CANNES, France (Reuters) - A devastating picture of a corrupt system out of control emerges from two documentaries on the financial crisis that coincide with Oliver Stone’s return to a fictional Wall Street at the Cannes film festival.
“Inside Job”, directed by Charles Ferguson and “Cleveland versus Wall Street”, by Swiss-born director Jean-Stephane Bron, both provide a meticulous dissection of a disaster that brought the global banking system to its knees.
Stripping down a hugely complex series of events, the films distil a simple message from their examination of the speculative frenzy that linked suburban American home buyers, complacent officials and irresponsible global financiers.
“This was a bank robbery but it was a robbery committed by the president of the bank, not by some random guy who walks in with a gun,” Ferguson told Reuters in an interview.
“This was a crime committed by people who ran the financial system,” he said. “We let these people run amok and they crashed the system.”
Wall Street’s most illustrious names are now caught up in a public relations battle to save their reputations from the tide of popular wrath against the sector, which they say is often unfair and ill-informed.
But with Stone’s old villain Gordon Gekko also stalking the Croisette in “Wall Street: Money Never Sleeps”, the growing mood of public anger has clearly spread to the world’s biggest film festival.
“I think the bankers should be in jail, but it doesn’t happen that way, does it?” Stone told Reuters in an interview after his film was shown out of competition.
“It’s out there and people know ... that the banks are screwing us and they are, and they got away with it.”
The two documentaries are the cinema equivalents of the wave of books on the financial meltdown that have filled best-seller lists in recent months as the public has searched for explanations for what went wrong.
Ferguson’s film focuses on explaining the banking crisis while Bron uses the format of a trial movie to show the struggling victims of the subprime mortgage collapse who lost their homes when the financial winds changed.
“Everybody knows the word ‘subprime’, but we don’t know exactly what it means, what is behind this word,” he said. “You need characters, that’s why we did it as a trial.”
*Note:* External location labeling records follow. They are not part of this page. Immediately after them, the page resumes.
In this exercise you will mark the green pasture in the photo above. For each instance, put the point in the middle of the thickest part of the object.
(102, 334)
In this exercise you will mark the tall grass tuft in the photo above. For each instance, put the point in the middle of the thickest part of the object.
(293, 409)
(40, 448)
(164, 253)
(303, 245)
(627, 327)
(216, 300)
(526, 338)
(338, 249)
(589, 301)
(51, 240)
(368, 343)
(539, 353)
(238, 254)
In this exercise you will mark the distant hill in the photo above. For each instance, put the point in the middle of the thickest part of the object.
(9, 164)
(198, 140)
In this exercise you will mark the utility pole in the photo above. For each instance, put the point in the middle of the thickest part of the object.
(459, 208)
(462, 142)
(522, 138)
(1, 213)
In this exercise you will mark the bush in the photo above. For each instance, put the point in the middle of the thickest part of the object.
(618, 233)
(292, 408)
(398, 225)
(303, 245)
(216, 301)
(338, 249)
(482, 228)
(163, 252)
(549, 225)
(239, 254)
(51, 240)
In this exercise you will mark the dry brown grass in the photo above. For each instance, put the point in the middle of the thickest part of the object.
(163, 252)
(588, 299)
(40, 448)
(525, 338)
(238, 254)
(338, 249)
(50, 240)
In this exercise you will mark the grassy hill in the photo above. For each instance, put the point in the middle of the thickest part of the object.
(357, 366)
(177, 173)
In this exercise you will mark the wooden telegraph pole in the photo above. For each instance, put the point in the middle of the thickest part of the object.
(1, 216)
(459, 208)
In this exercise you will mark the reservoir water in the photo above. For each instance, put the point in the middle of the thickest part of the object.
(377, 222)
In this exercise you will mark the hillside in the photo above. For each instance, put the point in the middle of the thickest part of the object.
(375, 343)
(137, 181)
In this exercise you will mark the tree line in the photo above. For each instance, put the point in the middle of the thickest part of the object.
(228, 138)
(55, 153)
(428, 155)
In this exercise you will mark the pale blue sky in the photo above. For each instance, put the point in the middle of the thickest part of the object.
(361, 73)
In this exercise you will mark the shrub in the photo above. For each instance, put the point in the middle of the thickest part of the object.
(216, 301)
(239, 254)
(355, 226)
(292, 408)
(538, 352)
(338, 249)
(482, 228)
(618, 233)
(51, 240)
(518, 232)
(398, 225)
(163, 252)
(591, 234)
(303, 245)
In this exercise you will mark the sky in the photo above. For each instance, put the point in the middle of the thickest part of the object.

Ferguson, whose previous films include the Iraq war documentary “No End in Sight”, interviews a host of big names from the head of the International Monetary Fund, Dominique Strauss-Kahn to billionaire investor George Soros.
A jaunty soundtrack and crisp narration by Matt Damon lay out the detail of a story that begins with reckless bankers in Iceland and moves across the globe, taking in subprime mortgages, collateralized debt obligations and credit default swaps as it goes.
“We thought, what is the essential thing here? Let’s take away the inessential things, show only the essentials and do that as cleanly as possible,” Ferguson said.
Both filmmakers agree with a global push toward tighter regulation of the financial system, in part to protect markets against themselves. But they say the crisis also reveals a wider problem with society as a whole.
“Of course we need more rules and regulation. That’s even obvious for people on Wall Street,” Bron said. “But really, there is a lack of democracy, that’s the main point.”